Governo espanhol ordena a município que abandone proibição de celebrações muçulmanas em público

O governo espanhol ordenou a uma cidade que abolisse a proibição de reuniões religiosas em instalações desportivas públicas, com os ministros a criticarem a medida como discriminatória face à comunidade muçulmana local e a argumentarem que viola a Constituição.
A proibição foi aprovada na semana passada pelo governo local conservador de Jumilla, uma cidade de 27.000 habitantes na região de Múrcia, no sudeste de Espanha.
A medida foi inicialmente proposta pelo partido de extrema-direita Vox e depois alterada e aprovada pelo Partido Popular (PP), de centro-direita, ao qual pertence o presidente da Câmara de Jumilla.
A medida proíbe que as instalações desportivas municipais sejam utilizadas para "atividades culturais, sociais ou religiosas alheias à Câmara Municipal". A proibição afetará sobretudo a comunidade muçulmana da cidade, que há anos utiliza os espaços para celebrar o Eid al-Fitr e o Eid al-Adha.

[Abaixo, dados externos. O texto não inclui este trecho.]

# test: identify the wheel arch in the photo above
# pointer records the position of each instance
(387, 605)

O governo socialista espanhol denunciou rapidamente a proibição, tendo a ministra da Migração, Elma Saiz, apelidado-a de "vergonhosa" na semana passada e instado os dirigentes da cidade a "darem um passo atrás" e a pedirem desculpa aos residentes locais.
Na segunda-feira, o ministro da Política Territorial, Ángel Victor Torres, disse no X que Madrid tinha dado instruções formais a Jumilla para cancelar a proibição.
"Não pode haver meias medidas quando se trata de intolerância", afirmou. "O PP e o Vox não podem decidir quem tem liberdade de culto e quem não tem. É um direito constitucional."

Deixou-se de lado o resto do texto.